蕩ける愛であなたを覆いつくしたい ~最悪の失恋から救ってくれた年下の同僚に甘く翻弄されています~
正美は駅まで一緒に帰ってくれた。
電車に揺られている間、歩きながら交わした会話が脳裏によみがえる。
「浅野氏、茉衣が好きなんだと思うよ」
「うん」
「茉衣のことだから別れてすぐ次っていうのが不誠実だと思うんだろうけど、そんなことないよ」
「うん……」
あのときの真剣な眼差しはたしかに彼の気持ちを語っていた。
もう気づいていた。
彼が言っていた「好きな人」が誰なのかということは。
でも、どう考えても、わたしは浅野くんにふさわしくない。
3歳も年上で、それにあのマンションに住めるほどの資産家の息子なのだ、彼は。
わたしなんかより、もっとふさわしい人と付き合わないといけない。
最寄りで降り、マンションに隣接するスーパーに立ち寄った。
とにかく、今は美味しい食事を作ることに専念しよう。
ありったけの気持ちを込めて、ごちそうを作らなきゃ。
あれこれ悩んだ結果、カルパッチョ用の刺身やステーキ用の牛ヒレ肉、パン、野菜とデザート用の果物、そしてワインを買い込んで、部屋に戻った。一応、イタリアン・ディナーのつもりだ。

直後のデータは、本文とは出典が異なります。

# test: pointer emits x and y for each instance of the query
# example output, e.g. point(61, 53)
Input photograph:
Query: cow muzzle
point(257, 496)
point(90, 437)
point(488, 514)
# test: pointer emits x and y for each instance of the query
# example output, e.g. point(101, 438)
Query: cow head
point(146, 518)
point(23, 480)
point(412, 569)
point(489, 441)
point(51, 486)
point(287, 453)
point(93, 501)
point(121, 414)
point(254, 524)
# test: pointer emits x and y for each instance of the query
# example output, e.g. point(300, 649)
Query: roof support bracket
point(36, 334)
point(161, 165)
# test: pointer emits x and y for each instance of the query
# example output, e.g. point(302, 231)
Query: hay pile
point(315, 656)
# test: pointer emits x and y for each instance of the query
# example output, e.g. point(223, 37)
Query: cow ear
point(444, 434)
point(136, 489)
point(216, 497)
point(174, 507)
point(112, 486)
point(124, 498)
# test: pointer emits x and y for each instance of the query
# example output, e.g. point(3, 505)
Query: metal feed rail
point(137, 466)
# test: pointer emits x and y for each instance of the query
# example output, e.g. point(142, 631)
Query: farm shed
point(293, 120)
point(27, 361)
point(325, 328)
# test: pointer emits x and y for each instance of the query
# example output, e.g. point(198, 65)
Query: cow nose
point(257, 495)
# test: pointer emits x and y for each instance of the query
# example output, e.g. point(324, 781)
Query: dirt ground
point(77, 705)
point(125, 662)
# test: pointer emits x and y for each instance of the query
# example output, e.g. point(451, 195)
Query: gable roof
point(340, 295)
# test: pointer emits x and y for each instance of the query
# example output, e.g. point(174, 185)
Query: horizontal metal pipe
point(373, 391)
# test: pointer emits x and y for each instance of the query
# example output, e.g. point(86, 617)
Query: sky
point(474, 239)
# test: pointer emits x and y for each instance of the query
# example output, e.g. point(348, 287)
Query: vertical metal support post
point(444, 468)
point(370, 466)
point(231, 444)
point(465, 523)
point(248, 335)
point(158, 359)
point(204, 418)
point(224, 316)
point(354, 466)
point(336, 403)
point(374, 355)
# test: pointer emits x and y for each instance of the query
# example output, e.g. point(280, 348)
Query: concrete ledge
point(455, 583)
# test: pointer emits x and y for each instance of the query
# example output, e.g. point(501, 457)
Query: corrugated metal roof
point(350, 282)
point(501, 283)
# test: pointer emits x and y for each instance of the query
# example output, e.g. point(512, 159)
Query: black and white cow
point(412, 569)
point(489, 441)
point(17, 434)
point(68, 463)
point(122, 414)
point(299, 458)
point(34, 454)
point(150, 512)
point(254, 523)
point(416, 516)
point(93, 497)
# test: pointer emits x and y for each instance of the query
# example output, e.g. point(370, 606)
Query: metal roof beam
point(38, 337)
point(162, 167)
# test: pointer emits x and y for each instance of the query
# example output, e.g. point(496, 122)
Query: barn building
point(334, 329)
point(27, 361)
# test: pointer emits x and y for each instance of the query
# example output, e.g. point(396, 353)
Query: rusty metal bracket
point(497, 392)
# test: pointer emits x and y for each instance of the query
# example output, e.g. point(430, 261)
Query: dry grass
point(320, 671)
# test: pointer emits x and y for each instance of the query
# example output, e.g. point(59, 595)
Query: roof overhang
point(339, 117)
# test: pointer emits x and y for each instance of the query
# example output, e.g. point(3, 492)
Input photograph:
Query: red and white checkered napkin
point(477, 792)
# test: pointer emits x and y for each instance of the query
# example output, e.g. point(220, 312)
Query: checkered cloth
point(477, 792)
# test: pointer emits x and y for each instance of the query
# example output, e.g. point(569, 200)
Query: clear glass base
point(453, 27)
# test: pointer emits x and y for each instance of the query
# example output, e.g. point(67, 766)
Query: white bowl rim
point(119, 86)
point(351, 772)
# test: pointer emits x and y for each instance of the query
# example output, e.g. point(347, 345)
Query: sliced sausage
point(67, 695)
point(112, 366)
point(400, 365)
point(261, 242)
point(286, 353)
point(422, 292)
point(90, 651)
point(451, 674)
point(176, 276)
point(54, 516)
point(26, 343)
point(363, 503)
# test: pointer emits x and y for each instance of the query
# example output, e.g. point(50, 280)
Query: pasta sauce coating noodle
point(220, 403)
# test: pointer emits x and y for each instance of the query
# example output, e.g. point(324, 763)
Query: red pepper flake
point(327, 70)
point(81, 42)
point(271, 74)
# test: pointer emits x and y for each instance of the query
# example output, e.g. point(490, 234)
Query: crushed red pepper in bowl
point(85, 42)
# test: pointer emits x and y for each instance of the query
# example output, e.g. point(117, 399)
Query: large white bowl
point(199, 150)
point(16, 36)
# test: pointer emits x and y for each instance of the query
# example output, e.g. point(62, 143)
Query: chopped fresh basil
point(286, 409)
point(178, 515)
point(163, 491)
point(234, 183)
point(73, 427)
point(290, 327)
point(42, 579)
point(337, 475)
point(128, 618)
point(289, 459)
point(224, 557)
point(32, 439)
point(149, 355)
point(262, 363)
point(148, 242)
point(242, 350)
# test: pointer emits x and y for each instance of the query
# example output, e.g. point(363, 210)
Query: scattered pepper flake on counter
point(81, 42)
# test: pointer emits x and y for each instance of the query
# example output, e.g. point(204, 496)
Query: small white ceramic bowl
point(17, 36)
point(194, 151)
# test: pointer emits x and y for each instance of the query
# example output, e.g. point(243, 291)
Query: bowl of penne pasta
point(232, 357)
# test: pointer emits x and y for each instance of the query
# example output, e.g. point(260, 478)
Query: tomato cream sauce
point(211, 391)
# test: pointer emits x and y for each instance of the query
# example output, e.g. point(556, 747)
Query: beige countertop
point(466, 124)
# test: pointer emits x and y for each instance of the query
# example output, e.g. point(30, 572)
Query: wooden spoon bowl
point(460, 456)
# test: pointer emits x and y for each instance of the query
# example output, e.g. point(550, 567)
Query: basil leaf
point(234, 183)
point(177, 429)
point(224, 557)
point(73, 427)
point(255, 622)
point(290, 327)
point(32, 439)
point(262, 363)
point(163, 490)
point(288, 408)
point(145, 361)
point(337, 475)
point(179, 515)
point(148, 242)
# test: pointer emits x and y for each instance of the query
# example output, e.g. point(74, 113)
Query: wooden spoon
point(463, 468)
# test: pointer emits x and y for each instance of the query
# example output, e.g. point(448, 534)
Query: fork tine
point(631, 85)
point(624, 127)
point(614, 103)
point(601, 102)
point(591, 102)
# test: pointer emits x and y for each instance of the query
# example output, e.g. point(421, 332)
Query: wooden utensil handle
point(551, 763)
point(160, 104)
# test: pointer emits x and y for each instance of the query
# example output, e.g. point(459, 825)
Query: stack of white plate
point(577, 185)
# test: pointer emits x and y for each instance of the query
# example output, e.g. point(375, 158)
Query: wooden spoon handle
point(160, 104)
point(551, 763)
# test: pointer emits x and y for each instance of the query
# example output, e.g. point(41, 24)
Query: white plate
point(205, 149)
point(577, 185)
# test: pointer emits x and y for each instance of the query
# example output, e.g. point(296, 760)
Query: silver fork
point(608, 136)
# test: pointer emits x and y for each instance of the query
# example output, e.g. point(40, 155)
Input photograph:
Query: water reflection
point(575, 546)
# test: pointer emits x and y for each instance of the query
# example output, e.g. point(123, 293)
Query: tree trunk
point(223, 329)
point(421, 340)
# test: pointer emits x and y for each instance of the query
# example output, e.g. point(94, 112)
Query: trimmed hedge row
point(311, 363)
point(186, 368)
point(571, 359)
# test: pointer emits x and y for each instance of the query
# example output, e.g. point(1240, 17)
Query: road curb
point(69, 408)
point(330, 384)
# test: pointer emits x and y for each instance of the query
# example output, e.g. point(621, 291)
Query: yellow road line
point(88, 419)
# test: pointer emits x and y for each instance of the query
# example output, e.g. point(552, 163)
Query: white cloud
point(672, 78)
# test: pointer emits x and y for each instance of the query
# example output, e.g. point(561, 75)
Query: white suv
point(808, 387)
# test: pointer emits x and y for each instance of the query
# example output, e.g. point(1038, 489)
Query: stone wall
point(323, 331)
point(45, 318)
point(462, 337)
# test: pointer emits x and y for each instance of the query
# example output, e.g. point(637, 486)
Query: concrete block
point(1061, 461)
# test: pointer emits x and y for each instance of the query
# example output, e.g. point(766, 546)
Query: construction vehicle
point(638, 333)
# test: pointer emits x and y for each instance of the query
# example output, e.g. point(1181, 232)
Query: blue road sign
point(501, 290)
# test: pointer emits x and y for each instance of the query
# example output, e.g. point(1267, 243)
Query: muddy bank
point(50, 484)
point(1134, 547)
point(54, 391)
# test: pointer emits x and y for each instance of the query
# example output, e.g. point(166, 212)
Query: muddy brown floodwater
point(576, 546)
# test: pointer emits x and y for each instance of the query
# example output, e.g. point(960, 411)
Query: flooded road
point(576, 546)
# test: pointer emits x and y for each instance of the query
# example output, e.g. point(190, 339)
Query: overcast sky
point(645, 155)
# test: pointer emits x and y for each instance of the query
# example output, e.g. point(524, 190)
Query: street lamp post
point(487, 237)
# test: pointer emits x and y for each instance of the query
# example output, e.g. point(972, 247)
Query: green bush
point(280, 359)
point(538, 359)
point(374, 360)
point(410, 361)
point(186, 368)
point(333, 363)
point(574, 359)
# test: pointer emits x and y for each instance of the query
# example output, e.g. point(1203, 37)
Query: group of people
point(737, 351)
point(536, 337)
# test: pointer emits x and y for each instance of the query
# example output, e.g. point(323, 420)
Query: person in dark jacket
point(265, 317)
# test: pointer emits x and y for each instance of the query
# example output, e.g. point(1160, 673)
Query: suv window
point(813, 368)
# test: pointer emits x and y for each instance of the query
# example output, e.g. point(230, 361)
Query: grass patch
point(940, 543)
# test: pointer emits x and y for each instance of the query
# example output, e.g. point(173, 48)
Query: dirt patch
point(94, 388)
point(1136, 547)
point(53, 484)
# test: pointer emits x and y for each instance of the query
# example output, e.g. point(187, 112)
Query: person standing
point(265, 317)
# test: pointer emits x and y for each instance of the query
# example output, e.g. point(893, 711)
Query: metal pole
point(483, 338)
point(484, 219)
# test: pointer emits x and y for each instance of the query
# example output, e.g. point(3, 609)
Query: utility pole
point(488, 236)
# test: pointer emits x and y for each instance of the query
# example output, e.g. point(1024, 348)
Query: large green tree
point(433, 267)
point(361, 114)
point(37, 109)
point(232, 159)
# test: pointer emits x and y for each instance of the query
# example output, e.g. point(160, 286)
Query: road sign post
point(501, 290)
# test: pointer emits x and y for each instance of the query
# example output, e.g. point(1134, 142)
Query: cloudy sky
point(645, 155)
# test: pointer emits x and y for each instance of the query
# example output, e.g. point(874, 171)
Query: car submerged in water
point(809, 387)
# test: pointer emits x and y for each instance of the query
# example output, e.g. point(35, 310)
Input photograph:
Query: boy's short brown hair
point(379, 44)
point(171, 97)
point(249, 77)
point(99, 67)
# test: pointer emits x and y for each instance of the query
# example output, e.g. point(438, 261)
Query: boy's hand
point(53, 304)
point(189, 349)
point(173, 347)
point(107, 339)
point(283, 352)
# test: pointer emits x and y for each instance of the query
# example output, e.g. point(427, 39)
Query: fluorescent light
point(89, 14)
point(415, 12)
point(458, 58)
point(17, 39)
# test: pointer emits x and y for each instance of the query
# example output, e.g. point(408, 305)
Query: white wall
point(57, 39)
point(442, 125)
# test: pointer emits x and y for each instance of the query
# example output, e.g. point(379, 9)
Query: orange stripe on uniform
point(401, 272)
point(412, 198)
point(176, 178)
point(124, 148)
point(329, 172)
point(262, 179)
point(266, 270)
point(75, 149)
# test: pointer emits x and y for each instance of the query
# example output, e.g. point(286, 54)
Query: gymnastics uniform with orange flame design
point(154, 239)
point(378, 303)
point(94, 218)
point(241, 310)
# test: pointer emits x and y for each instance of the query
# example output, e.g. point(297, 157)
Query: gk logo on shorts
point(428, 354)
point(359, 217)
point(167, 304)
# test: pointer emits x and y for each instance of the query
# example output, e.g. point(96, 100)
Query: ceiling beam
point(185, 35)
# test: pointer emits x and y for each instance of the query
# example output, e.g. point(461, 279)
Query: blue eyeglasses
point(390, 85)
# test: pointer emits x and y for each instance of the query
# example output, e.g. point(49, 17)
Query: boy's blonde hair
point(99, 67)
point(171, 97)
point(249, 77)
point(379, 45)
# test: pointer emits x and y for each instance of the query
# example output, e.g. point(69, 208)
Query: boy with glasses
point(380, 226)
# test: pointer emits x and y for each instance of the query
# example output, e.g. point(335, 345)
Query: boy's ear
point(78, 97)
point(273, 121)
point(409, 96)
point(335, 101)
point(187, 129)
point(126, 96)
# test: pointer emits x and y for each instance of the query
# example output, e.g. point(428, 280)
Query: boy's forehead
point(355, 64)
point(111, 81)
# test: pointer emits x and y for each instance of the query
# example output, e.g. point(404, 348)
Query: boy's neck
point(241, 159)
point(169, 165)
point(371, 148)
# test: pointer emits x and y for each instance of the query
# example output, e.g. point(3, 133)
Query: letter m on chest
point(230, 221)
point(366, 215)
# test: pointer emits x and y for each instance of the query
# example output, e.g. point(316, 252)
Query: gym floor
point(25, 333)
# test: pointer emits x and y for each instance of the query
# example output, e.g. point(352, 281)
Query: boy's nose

浅野くんが帰ってきたのは、食事の支度がほぼ済んだころだった。
「ただいま」
「あ、おかえりなさい」
「玄関先までいい匂いがしてましたよ」
「ちょうどできたところだから」
テーブルにセッティングされた色とりどりの料理を前に、彼は子供のように目を輝かせた。
「すごいな、うまそうだ」
着替えを終えて、席についた浅野くんはいただきますと手を合わせて、まずカルパッチョを口にした。